The 2nd limitation is that you cannot have more than one example
of each field that can be retrieved from each type of package that is included.
So basically, all values returned by columns
must be unique across ALL of the
supporting packages.
The 3rd limitation is that you cannot have more than one example of
each object type represented. So you cannot have two org packages since that
would introduce two OrgDb
objects.
And the 4th limitation is that you cannot have cycles in the graph. What this means is that there will be a graph that represents the relationships between the different object types in your package, and this graph must not present more than one pathway between any two nodes/objects. This limitation means that you can choose one foreign key relationship to connect any two packages in your graph.

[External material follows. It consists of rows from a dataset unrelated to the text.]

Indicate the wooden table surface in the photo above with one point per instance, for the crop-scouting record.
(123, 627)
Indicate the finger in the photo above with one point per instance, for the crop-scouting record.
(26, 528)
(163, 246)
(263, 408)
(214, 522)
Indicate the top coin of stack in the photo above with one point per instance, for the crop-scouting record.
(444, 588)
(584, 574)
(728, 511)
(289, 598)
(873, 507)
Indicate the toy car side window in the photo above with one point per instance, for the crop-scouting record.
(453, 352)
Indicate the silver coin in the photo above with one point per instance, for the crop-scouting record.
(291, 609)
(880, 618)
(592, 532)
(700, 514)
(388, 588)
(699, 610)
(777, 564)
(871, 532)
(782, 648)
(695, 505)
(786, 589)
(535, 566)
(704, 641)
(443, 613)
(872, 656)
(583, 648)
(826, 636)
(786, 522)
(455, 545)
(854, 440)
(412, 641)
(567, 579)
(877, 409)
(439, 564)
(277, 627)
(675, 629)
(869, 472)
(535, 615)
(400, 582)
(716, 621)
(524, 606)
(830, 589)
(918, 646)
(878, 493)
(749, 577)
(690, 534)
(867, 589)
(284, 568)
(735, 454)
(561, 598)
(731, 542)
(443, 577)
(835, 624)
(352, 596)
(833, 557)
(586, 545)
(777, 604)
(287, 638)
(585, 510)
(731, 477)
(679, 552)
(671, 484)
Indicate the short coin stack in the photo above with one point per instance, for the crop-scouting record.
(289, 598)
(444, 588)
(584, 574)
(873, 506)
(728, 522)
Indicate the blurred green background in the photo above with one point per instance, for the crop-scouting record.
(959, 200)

With these limitations in mind, lets set up an example. Lets show how we could make Homo.sapiens, such that it allowed access to org.Hs.eg.db, TxDb.Hsapiens.UCSC.hg19.knownGene and GO.db.

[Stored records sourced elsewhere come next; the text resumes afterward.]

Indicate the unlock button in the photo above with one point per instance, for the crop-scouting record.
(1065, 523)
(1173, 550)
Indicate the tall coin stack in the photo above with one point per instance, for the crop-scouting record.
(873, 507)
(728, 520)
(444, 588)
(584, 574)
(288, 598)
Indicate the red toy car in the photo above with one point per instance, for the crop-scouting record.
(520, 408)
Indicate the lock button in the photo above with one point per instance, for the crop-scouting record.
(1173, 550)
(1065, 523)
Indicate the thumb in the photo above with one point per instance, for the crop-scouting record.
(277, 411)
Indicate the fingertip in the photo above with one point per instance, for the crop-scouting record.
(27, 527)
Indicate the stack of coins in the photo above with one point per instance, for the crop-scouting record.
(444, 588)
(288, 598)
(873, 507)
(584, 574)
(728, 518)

The 1st thing that we need to do is set up a list that expresses the way that
these different packages relate to each other. To do this, we make a list that
contains short two element long character vectors. Each character vector
represents one relationship between a pair of packages. The names of the vectors
are the package names and the values are the foreign keys. Please note that the
foreign key values in these vectors are the same strings that are returned by
the columns
method for the individual packages. Here is an example that shows
how GO.db, org.Hs.eg.db and
TxDb.Hsapiens.UCSC.hg19.knownGene all relate to each
other.
gd <- list(
join1 = c(GO.db = "GOID", org.Hs.eg.db = "GO"),
join2 = c(
org.Hs.eg.db = "ENTREZID",
TxDb.Hsapiens.UCSC.hg19.knownGene = "GENEID"
)
)
So this data.frame
indicates both which packages are connected to each other,
and also what these connections are using for foreign keys. Once this is
finished, we just have to call the makeOrganismPackage
function
to finish the task.
destination <- tempfile()
dir.create(destination)
makeOrganismPackage(
pkgname = "Homo.sapiens",
graphData = gd,
organism = "Homo sapiens",
version = "1.0.0",
maintainer = "Package Maintainer<maintainer@somewhere.org>",
author = "Some Body",
destDir = destination,
license = "Artistic-2.0"
)
makeOrganismPackage
will then generate a lightweight package
that you can install. This package will not contain all the data that it refers
to, but will instead depend on the packages that were referred to in the
data.frame
. Because the end result will be a package that treats all the data
mapped together as a single source, the user is encouraged to take extra care to
ensure that the different packages used are from the same build etc.